SmoGVLM: A Small, Graph-enhanced Vision-Language Model

arXiv cs.CV / 4/21/2026

📰 NewsIdeas & Deep AnalysisModels & Research

Key Points

  • The paper introduces SmoGVLM, a small vision-language model that uses graph neural networks to integrate structured knowledge across visual and text modalities.
  • It targets common issues in large VLMs such as hallucination and weak grounding in knowledge-intensive reasoning.
  • The authors evaluate SmoGVLM across multiple model sizes (from 1.3B to 13B) to study how graph-enhanced training affects performance scaling.
  • Results show that a small SmoGVLM can improve performance by up to 16.24% and outperform larger VLMs and strong fine-tuned baselines.
  • The work suggests that structured knowledge augmentation can enable more efficient, smaller-scale multimodal reasoning systems without relying solely on very large model sizes.

Abstract

Large vision-language models (VLMs) achieve strong performance on multimodal tasks but often suffer from hallucination and poor grounding in knowledge-intensive reasoning.

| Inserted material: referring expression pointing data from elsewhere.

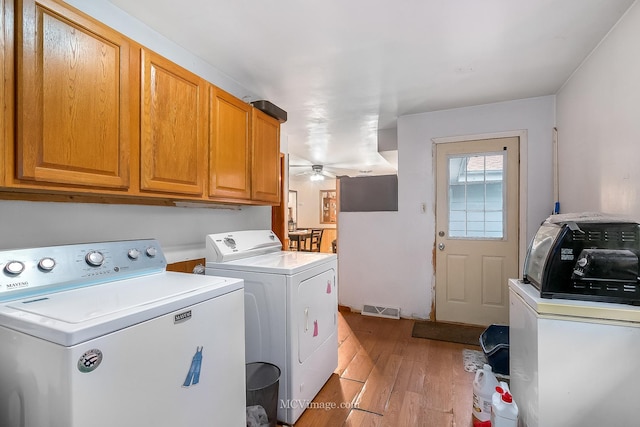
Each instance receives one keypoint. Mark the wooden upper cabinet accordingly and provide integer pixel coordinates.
(230, 147)
(174, 122)
(265, 158)
(73, 109)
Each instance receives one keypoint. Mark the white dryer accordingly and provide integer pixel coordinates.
(100, 335)
(291, 309)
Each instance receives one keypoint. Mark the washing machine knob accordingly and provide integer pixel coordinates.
(47, 264)
(133, 253)
(14, 267)
(94, 258)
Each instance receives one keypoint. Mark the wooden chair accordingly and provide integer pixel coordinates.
(315, 240)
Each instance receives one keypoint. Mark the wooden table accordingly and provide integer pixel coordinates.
(298, 237)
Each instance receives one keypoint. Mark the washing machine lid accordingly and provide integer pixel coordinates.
(281, 262)
(77, 315)
(223, 247)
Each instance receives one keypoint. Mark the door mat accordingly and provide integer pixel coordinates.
(463, 334)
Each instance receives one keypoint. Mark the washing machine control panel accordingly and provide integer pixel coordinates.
(35, 271)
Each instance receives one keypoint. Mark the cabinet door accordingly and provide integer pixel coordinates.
(73, 114)
(6, 79)
(174, 128)
(265, 164)
(230, 151)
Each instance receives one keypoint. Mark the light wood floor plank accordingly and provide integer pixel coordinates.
(386, 378)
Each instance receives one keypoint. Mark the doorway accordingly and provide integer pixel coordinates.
(477, 239)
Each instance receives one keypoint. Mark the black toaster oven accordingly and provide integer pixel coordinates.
(586, 257)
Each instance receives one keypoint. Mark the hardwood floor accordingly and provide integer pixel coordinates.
(386, 378)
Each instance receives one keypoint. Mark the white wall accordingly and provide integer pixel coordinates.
(385, 258)
(30, 224)
(180, 231)
(599, 126)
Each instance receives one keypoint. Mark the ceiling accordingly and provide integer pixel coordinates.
(344, 69)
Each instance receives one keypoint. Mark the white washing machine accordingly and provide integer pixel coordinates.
(291, 310)
(101, 335)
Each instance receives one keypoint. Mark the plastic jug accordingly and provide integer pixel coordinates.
(484, 385)
(504, 411)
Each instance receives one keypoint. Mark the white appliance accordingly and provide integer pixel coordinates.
(291, 309)
(572, 363)
(101, 335)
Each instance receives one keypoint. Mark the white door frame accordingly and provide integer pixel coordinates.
(522, 225)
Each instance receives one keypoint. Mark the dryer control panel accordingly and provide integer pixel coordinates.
(35, 271)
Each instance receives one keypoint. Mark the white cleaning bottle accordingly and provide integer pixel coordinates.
(504, 411)
(484, 385)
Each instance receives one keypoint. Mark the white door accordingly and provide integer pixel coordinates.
(476, 229)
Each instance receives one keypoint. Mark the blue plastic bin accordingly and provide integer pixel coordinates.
(495, 345)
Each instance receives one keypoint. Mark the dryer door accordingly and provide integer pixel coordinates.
(317, 312)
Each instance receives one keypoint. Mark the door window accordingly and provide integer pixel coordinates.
(477, 196)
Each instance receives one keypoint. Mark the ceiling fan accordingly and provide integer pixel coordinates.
(315, 172)
(318, 172)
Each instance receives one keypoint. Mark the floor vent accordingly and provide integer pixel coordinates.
(372, 310)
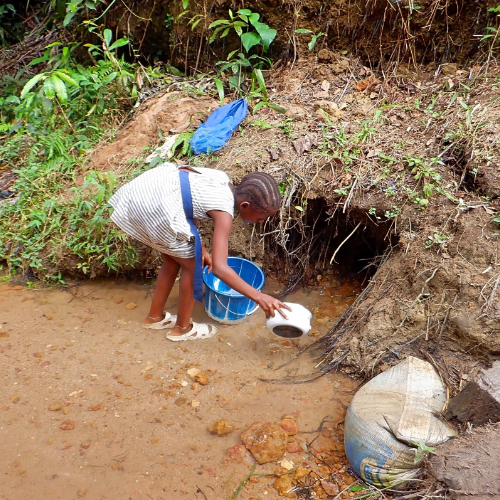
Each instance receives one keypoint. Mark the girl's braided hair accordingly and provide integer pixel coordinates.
(260, 190)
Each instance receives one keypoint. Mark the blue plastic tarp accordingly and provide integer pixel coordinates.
(218, 128)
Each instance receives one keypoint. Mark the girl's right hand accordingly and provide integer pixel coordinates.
(270, 304)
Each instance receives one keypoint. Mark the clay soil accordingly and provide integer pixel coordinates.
(93, 406)
(468, 465)
(344, 152)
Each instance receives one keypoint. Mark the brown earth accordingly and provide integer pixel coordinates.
(93, 406)
(344, 151)
(381, 32)
(468, 465)
(172, 113)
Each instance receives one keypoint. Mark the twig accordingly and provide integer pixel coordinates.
(64, 114)
(443, 324)
(338, 248)
(419, 296)
(349, 197)
(245, 481)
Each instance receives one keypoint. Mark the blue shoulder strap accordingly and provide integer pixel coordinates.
(187, 203)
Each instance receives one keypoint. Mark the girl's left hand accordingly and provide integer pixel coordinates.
(206, 259)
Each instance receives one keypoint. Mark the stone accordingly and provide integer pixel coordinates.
(239, 454)
(479, 402)
(201, 378)
(302, 144)
(265, 441)
(301, 473)
(283, 485)
(295, 111)
(294, 448)
(192, 372)
(326, 56)
(289, 426)
(331, 489)
(449, 69)
(328, 107)
(67, 425)
(222, 427)
(85, 444)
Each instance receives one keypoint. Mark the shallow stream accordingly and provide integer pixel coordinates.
(93, 406)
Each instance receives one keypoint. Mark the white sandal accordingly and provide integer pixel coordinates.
(199, 331)
(167, 322)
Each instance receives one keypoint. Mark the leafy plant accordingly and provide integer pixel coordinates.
(247, 26)
(314, 37)
(422, 451)
(259, 91)
(252, 33)
(73, 7)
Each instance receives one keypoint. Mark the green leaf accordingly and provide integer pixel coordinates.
(13, 99)
(220, 90)
(109, 78)
(60, 88)
(277, 108)
(266, 33)
(254, 18)
(119, 43)
(218, 23)
(64, 76)
(249, 40)
(258, 106)
(31, 83)
(108, 36)
(49, 89)
(68, 18)
(261, 81)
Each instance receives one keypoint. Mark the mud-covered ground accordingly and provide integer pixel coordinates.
(397, 175)
(93, 406)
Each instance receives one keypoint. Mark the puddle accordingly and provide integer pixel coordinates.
(136, 422)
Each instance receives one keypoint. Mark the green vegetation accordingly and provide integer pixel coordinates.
(53, 123)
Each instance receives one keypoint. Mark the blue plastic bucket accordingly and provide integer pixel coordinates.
(225, 305)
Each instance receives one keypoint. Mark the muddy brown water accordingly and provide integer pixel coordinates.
(127, 421)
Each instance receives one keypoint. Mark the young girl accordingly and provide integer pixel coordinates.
(160, 208)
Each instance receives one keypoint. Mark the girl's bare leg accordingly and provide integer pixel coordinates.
(186, 297)
(164, 283)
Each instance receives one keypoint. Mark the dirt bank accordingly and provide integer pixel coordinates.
(380, 32)
(398, 177)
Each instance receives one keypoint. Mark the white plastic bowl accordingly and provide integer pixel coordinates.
(297, 324)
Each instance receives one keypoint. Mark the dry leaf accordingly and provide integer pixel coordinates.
(367, 82)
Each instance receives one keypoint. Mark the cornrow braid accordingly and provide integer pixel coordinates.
(260, 190)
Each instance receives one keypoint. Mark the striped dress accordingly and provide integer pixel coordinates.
(149, 208)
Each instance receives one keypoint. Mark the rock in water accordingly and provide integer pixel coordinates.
(283, 485)
(265, 441)
(221, 427)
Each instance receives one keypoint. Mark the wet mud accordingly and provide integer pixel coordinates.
(93, 406)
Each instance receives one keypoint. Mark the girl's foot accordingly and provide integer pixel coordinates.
(159, 322)
(179, 330)
(196, 331)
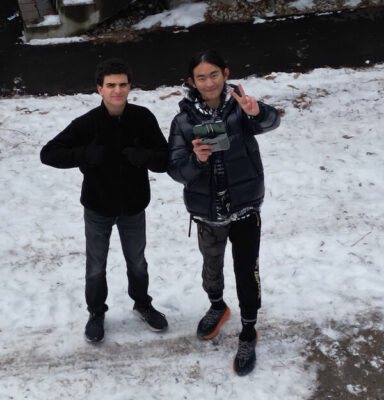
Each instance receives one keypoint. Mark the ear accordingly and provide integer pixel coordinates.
(191, 83)
(226, 73)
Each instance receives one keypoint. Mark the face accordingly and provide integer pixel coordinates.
(114, 92)
(209, 80)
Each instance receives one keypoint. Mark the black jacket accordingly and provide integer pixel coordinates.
(242, 162)
(112, 186)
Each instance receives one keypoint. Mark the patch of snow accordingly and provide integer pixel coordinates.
(185, 15)
(49, 20)
(320, 260)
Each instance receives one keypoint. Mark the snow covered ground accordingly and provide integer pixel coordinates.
(321, 254)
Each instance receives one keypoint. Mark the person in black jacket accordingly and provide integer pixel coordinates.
(223, 189)
(113, 145)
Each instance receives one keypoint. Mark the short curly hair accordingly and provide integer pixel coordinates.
(113, 66)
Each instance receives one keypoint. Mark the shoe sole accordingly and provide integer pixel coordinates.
(218, 326)
(253, 367)
(149, 326)
(92, 341)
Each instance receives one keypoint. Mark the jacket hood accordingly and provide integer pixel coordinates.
(193, 102)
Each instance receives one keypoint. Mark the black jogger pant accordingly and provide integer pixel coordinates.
(245, 238)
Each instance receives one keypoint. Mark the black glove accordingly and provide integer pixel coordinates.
(94, 154)
(138, 157)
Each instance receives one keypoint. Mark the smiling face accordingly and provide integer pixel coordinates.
(209, 80)
(114, 92)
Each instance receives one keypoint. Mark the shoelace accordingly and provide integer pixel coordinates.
(245, 349)
(212, 316)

We propose SmoGVLM, a small, graph-enhanced VLM that integrates structured knowledge with visual and textual modalities, using Graph Neural Networks. We investigate the effects of our method across a range of model sizes, from tiny (1.3B) to large (13B) models. Our results demonstrate that, when trained using our approach, a small model can achieve performance gains upto 16.24%, and surpass its larger counterparts, outperforming larger VLMs and strong fine-tuned baselines. These results highlight the potential of structured knowledge augmentation for efficient, smaller-scale multimodal reasoning systems.